New discoveries #20

SatlasPretrain dataset, Data-Centric Land Cover Classification Challenge, Map-sat, How to deploy an ML model to Amazon SageMaker, From edge detection to deep learning & TorchGeo v0.5.0

Oct 03, 2023

Welcome to the 20th edition of the newsletter. I'm delighted to share that the newsletter now has almost 7k subscribers 🔥 This month's newsletter features the new SatlasPretrain dataset, designed for training foundational geospatial models. Building on last month's focus on the Prithvi-100M model, there's growing momentum in developing foundational datasets and models, hinting at far-reaching consequences for the field. This newsletter also highlights a generative AI paper, signalling yet another ascending trend with notable implications for the domain. Overall, I anticipate that 2023 could be a transformative year for deep learning with remote sensing imagery.

SatlasPretrain dataset

SatlasPretrain is a large-scale pre-training dataset which consists of Sentinel-2 images, NAIP images, corresponding labels, and metadata. It includes 302M labels under 137 categories and seven label types: points, polygons, polylines, properties, segmentation labels, regression labels, and classification labels. Rather than being tied to individual remote sensing images, the labels are associated with geographic coordinates (i.e., longitude latitude positions) and time ranges. This enables methods to make predictions from multiple images across time, as well as leverage long-range spatial context from neighbouring images.

Utilising SatlasPretrain for pre-training enhances average performance on seven downstream tasks by 18% over ImageNet and 6% over DOTA and iSAID. Weights for models based on SatlasNet, pre-trained on SatlasPretrain, are publicly available. Satlas, the platform, currently hosts four geospatial data products; wind turbines, solar farms, offshore platforms, and tree cover - which are generated using these pretrained weights.

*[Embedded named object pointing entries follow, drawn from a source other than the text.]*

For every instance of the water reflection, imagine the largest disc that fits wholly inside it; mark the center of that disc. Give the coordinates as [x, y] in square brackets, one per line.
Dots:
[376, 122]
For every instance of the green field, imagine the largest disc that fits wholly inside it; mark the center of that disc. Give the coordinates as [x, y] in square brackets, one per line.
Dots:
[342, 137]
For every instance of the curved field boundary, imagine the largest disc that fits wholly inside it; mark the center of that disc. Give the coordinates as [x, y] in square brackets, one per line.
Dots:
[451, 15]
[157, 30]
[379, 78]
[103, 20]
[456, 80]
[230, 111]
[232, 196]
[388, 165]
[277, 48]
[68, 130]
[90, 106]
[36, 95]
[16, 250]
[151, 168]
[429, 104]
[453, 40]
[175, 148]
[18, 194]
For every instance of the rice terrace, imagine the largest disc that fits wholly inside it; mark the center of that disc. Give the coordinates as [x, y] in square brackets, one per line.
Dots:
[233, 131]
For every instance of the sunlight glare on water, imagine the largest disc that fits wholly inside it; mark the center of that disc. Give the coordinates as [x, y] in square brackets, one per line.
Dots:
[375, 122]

The comprehensive nature of the SatlasPretrain dataset sets a new standard for pre-training datasets in the geospatial domain. What further distinguishes it is the geospatial and temporal indexing of these labels, which enables the training of models capable of making predictions that consider long-range spatial context and changes over time. I look forward to seeing what innovative approaches are enabled by the availability of this dataset.

Data-Centric Land Cover Classification Challenge

The data-centric land cover classification challenge, as part of the Workshop on Machine Vision for Earth Observation (MVEO) and Environment Monitoring and the British Machine Vision Conference (BMVC) 2023, targets novel data-centric methods for selecting a core set of training samples in semantic segmentation tasks.

Participants are tasked with developing a ranking strategy that assigns a score to each sample from a pool of candidates, based on the sample's importance to training. The generated score/ranking will then inform the selection of a core set of training samples for a pre-defined U-Net classifier. Success is gauged by training the classifier multiple times with datasets of varying sizes according to the ranking/scores (e.g., using the top 1000 and top 500 samples) and calculating the average Jaccard index on an undisclosed test dataset.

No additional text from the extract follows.